C’est ce qu’à indiqué mardi Peter Krantz, résidant de Westmount à l’origine du recours collectif. Les personnes qui habitaient à moins de 350 mètres au sud et à 170 mètres au nord de l’autoroute Ville-Marie, entre les rues Guy et De Carillon, de 1998 à 2000, sont concernées par ce recours collectif. Plus précisément, il fallait y être locataire ou propriétaire du 1er mai au le 31 décembre 1998, du 26 avril au 15 décembre 1999 ou du 1er juillet au 16 octobre 2000.

Environ 12 000 personnes vivaient dans ce périmètre à l’époque. «Nous estimons qu’entre 15% et 30% des membres vont ultimement réclamer. Dans l’une des zones les plus touchées, une famille de deux personnes pourrait recevoir une indemnité allant jusqu’à 5 560 $ si 15% des membres réclament, ou jusqu’à 3 460 $ si le taux de réclamation est de 25%», a expliqué M. Krantz.

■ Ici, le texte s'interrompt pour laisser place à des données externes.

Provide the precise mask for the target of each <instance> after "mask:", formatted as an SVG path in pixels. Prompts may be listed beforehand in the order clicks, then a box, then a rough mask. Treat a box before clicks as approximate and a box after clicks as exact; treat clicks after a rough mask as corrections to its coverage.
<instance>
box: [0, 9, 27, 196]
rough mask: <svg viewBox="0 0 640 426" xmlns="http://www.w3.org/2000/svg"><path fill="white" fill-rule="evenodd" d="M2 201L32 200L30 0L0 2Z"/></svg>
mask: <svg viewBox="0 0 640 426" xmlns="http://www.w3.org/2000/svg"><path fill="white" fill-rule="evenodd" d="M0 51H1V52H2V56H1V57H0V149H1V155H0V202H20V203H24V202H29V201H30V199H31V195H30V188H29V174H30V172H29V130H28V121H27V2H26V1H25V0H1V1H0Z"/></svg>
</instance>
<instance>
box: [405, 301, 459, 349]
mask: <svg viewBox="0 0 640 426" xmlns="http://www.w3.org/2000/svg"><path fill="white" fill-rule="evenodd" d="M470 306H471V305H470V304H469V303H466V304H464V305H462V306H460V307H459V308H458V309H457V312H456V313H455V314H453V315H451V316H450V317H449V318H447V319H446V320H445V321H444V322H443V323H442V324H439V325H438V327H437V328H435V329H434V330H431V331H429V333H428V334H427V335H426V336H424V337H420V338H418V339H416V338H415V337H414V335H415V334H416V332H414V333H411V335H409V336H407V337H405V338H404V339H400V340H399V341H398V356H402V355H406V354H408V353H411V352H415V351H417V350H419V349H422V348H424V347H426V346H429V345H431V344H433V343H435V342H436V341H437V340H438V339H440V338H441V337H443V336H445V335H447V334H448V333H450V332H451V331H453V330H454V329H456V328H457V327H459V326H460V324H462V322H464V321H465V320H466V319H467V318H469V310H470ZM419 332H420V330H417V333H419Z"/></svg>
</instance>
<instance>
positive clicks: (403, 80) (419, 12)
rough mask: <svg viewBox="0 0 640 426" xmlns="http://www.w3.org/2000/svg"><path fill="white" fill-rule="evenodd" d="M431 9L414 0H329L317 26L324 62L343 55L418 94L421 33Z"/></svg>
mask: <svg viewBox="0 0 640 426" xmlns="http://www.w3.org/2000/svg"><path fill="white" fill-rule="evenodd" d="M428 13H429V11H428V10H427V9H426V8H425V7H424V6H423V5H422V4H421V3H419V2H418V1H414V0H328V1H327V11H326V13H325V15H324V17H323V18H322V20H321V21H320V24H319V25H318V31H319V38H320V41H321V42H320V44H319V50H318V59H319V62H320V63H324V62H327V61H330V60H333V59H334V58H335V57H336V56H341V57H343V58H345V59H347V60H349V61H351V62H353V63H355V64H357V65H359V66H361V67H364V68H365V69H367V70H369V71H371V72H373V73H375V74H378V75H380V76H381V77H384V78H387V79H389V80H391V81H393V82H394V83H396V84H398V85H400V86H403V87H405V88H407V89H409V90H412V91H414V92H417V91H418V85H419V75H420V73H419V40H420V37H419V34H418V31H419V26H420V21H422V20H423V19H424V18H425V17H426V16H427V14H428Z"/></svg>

«À l’époque des travaux, il pouvait y avoir en pleine nuit jusqu’à cinq marteaux-piqueurs, dont le bruit était couvert par le son de la machine d’aqua-démolition. Le bruit pouvait monter jusqu’à 96 décibels et plus. À partir de 90dB en milieu de travail, il faut porter un casque», a illustré le Montréalais. C’est en débusquant des irrégularités dans les mesures de bruit que ce dernier à remporté en septembre dernier cette saga judiciaire de 17 ans contre le ministère des Transports du Québec et trois entrepreneurs.

Même s’il se félicite de cette victoire, M. Krantz souligne que le gouvernement ne semble pas avoir retenu la leçon puisqu’il doit désormais se battre contre les nuisances liées aux travaux de l’échangeur Turcot. «Entre le 21 juillet et le 30 juillet dernier, il y a eu pas moins de 12 dépassements des normes sonores», a-t-il souligné.